RECORDING OF THE MONTH
Franco ALFANO (1875-1954)
Violin Sonata in D (1923) [31:31]
Piano Quintet in A flat major (1945) [27:58]
Nenia and Scherzino for violin and piano (arr. Enrico Pierangeli) (1936) [4:24+2:23]
Elmira Darvarova (violin), Scott Dunn (piano), Mary Ann Mumm (violin), Craig Mumm (viola), Samuel Magill (cello)
rec. Edith Memorial Chapel, The Lawrenceville School, Lawrenceville, NJ, 22-23 February 2011. DDD
NAXOS 8.572753 [66:16]
For a while it seemed that Alfano was to be remembered simply as the composer who completed Puccini's Turandot. That's no bad thing. At least it kept his name somewhere near public awareness and intermittent curiosity. Others have suffered far worse. He also benefited because his operas, written during the verismo ascendancy, received wide-spaced occasional revivals and then recordings. Beyond his dozen operas there are four ballets, a Hymn to Bolivar (premiered in Caracas in December 1930 to mark the Bolivar centenary), a Suite Romantica for orchestra, Three Tagore Songs for voice and chamber orchestra, a Divertimento for piano and chamber orchestra and three string quartets, a cello sonata and a violin sonata. There are two ambitious symphonies and a third dating from 1934 for 32 instruments.
His concert works have emerged only slowly from the long and suffocating shadow cast by Respighi and have done so alongside those of Casella, Ghedini and Pizzetti. His Cello Sonata and Triple Concerto can be heard on Naxos 8.570928. His first two symphonies are on CPO 777 080. There is also a CD of his opera Cyrano de Bergerac on CPO and a DVD/Blu-ray on Naxos 2.110270 or Blu-ray NBD0005.
Here the 1923 original version of the Violin Sonata is caught in full passionate radiance. The music sings and sings and sings. If you enjoy the Delius sonatas and the Walton violin concerto then seek this out without delay.
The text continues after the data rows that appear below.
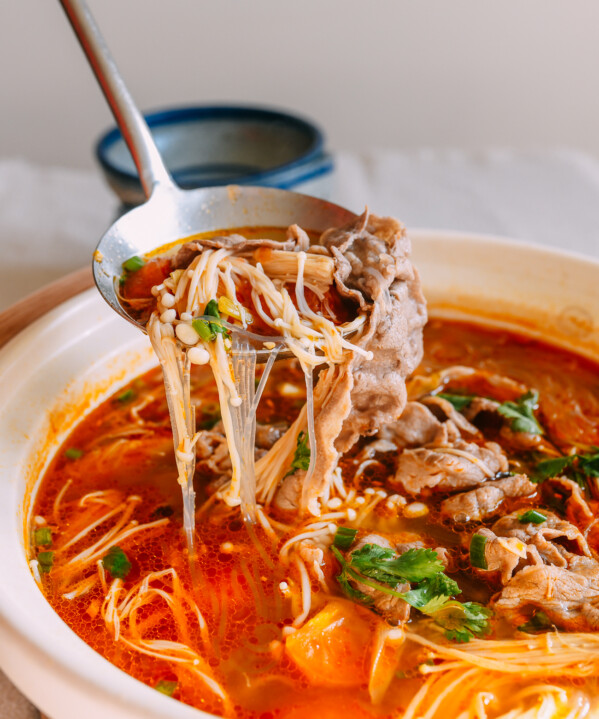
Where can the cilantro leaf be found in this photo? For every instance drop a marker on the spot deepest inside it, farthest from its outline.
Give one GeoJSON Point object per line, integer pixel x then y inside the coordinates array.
{"type": "Point", "coordinates": [577, 466]}
{"type": "Point", "coordinates": [459, 401]}
{"type": "Point", "coordinates": [589, 463]}
{"type": "Point", "coordinates": [434, 589]}
{"type": "Point", "coordinates": [552, 467]}
{"type": "Point", "coordinates": [385, 566]}
{"type": "Point", "coordinates": [116, 563]}
{"type": "Point", "coordinates": [539, 622]}
{"type": "Point", "coordinates": [521, 413]}
{"type": "Point", "coordinates": [301, 458]}
{"type": "Point", "coordinates": [462, 621]}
The ideas are intrinsically good and the flow and dramatic schema make an ineluctable case. The music speaks without a tremor with its face looking into the light. The Piano Quintet was his last chamber work. It continues the style of the Sonata with exultantly cantabile magnificently weighted and paced. One might well think while hearing this glorious work of the romantic chamber music of Chausson, early Fauré, Joseph Marx and Korngold. The performance feels utterly committed - no half measures.
The CD ends with a bipartite piece also in a world premiere recording. There's the elfin delight of the chuckling and light-suffused Nenia contrasted with the skippingly pregnant tension and sweetly liquid triumphal progress of the Scherzino.
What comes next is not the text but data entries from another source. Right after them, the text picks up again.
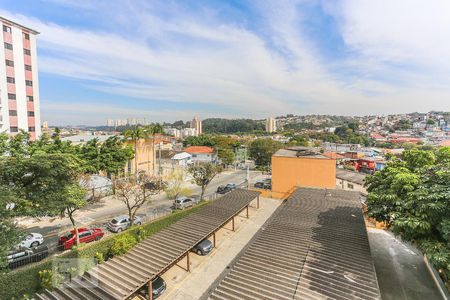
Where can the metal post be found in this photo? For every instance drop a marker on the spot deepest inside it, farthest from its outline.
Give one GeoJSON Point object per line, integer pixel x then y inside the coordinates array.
{"type": "Point", "coordinates": [150, 290]}
{"type": "Point", "coordinates": [187, 257]}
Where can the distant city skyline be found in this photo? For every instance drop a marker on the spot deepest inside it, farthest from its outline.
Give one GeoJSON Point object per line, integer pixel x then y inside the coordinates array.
{"type": "Point", "coordinates": [236, 59]}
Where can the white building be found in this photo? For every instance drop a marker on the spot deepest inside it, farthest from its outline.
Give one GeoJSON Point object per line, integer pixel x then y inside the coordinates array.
{"type": "Point", "coordinates": [271, 125]}
{"type": "Point", "coordinates": [19, 84]}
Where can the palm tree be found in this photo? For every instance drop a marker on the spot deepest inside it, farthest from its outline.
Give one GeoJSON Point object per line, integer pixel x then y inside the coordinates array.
{"type": "Point", "coordinates": [135, 134]}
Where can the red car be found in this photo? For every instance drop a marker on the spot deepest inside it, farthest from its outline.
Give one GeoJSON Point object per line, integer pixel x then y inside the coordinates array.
{"type": "Point", "coordinates": [86, 236]}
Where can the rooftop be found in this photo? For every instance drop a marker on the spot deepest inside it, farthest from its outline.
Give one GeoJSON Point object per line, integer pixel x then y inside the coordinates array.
{"type": "Point", "coordinates": [300, 152]}
{"type": "Point", "coordinates": [199, 149]}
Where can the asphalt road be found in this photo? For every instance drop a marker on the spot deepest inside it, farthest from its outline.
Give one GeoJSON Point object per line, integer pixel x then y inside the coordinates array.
{"type": "Point", "coordinates": [99, 214]}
Dr Konrad Dryden is to be congratulated on his outstanding liner-note. He clearly knows his subject having written the monograph Franco Alfano - Transcending Turandot. Now that Alfano monograph I would like to read. The composer's life would make a fine television documentary and Dryden would be key to such a project. More to the point, he avoids the often futile attempts to describe works in words. Instead he delivers an attentive, well-structured and detailed account of the music and its context. For now though let's hope for more of the concert music.Rob Barnett
This is late-romantic music that sings with it face looking into radiance.